In the past, there's another investigation of similar abductions and murders, and it's led by Rafto (Val Kilmer, with all of his lines noticeably dubbed in post-production), who also has a problem with alcohol. There's a reason for the flashbacks, which eventually give a little motivation to one character, although it's mostly so that the movie can provide more plot and more scenes of the horrid murders. One involves the killer placing a snowman on what's left of the devastated head of someone who has taken a point-blank shotgun blast, and another features a decapitation by means of a thin wire. The head ends up topping another snowman.
To its credit, the movie does achieve a certain, dreadful atmosphere. Director Tomas Alfredson tries to offer something more than just a lot of talk about the killings, a lot of back-and-forth between crime scenes and relatives of the victims (Chloë Sevigny shows up in a dual role as both a victim and a relative, seemingly because someone felt bad about having her appear, just to be murdered a minute or so later), and repetitive scenes of Harry screwing up his personal life and not getting any closer to the truth. The movie is shot in a dingy gray palette by cinematographer Dion Beebe, and it is as bleak as it sometimes makes darker scenes nearly indecipherable.

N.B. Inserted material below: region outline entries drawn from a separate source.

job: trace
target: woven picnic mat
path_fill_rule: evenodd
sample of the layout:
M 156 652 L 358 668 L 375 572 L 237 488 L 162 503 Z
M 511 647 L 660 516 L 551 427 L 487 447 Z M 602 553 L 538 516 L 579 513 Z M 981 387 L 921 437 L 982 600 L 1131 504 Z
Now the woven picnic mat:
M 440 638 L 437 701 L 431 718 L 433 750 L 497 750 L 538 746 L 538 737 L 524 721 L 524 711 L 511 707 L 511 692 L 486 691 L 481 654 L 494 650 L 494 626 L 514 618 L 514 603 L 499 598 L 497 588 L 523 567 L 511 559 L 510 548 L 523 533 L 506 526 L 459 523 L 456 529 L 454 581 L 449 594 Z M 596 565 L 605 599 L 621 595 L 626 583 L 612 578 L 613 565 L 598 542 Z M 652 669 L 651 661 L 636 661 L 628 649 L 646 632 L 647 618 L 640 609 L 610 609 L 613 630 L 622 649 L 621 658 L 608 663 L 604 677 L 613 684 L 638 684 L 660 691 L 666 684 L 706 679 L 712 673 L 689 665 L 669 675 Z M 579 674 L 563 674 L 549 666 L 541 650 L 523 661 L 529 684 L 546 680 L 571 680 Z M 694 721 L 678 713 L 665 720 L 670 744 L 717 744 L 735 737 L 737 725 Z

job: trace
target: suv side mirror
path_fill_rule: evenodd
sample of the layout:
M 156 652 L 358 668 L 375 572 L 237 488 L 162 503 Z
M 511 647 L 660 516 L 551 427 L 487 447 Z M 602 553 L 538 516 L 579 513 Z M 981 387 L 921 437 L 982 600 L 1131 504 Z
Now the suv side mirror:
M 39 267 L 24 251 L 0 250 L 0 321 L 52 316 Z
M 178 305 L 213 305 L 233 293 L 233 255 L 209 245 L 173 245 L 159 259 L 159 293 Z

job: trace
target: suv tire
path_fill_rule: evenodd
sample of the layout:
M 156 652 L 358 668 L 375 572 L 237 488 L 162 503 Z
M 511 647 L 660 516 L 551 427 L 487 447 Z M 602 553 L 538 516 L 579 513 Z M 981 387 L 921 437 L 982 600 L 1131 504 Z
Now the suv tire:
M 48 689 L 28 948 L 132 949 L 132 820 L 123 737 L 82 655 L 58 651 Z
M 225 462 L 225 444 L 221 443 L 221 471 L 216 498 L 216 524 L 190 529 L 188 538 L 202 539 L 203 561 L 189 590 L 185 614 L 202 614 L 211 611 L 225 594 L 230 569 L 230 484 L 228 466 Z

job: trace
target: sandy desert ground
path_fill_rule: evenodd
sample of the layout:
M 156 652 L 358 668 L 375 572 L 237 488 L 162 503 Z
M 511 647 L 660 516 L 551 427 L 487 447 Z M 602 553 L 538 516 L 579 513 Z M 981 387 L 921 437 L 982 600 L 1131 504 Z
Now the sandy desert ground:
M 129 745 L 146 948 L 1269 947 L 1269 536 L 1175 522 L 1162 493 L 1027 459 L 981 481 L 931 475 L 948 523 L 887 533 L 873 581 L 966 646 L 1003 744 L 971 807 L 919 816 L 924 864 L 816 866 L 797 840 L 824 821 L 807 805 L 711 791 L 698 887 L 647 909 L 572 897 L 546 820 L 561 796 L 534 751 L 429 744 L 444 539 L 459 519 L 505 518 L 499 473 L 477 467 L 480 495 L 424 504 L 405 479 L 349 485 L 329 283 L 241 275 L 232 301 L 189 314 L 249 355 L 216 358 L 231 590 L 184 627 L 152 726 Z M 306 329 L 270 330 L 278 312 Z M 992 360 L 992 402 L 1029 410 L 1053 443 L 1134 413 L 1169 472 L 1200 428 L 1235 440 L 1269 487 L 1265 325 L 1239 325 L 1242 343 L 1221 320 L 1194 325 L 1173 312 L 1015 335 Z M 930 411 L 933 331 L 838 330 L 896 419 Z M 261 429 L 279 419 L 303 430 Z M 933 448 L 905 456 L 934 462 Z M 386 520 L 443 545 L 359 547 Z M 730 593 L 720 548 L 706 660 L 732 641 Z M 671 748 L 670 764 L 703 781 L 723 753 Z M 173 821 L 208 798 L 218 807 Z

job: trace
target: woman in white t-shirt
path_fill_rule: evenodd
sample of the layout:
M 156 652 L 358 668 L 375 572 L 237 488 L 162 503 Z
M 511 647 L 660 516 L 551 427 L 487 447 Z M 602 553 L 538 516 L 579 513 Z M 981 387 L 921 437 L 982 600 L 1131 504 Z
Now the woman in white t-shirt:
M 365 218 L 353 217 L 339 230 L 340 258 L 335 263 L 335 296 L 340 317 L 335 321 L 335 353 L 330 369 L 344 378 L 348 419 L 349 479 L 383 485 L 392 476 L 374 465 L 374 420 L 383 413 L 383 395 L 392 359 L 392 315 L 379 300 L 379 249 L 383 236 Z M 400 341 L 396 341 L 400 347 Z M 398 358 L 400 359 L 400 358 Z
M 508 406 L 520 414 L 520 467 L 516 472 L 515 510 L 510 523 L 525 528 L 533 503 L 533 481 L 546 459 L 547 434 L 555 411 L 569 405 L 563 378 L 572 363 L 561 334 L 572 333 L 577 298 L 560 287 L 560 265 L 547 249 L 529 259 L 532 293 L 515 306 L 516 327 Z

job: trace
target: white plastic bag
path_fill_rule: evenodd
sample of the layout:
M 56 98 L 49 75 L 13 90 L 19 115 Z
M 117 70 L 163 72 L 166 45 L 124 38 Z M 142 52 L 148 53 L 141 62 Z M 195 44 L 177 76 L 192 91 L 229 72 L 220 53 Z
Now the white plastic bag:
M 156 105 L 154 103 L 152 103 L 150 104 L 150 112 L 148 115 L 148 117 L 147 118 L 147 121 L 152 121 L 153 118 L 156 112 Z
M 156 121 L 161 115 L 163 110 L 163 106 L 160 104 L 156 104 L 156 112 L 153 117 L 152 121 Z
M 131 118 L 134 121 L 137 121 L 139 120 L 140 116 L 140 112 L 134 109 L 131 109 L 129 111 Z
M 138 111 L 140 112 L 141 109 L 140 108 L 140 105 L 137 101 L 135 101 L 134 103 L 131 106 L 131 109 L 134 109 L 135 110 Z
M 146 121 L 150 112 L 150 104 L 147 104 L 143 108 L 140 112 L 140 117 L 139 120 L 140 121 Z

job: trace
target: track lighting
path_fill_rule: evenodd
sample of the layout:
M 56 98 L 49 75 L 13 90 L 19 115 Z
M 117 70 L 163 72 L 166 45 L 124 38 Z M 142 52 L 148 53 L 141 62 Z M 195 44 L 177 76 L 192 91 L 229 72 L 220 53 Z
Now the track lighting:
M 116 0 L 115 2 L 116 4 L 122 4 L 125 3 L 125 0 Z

Most of the other characters exist as red herrings, although it's never entirely clear if anyone behind or in front of the camera realizes that purpose. Everything is played straight, without any sense of suspicion, which makes scenes involving a tycoon, played by J.K. Simmons, trying to get the Winter Games in Oslo and a "pregnancy doctor" (the movie's actual words), played by David Dencik, into narrative and dramatic dead ends. Entire plot threads are dropped without any to-do, either because they serve no purpose or because a character dies.
It's not so much a mystery, then, as it is a straight line from the movie's prologue to its finale, with the only revelation of note being which of the supporting characters is the killer—a choice made seemingly at random. It all makes sense if one ignores all of the diversions, but doing that makes The Snowman considerably shorter. That's probably a good thing.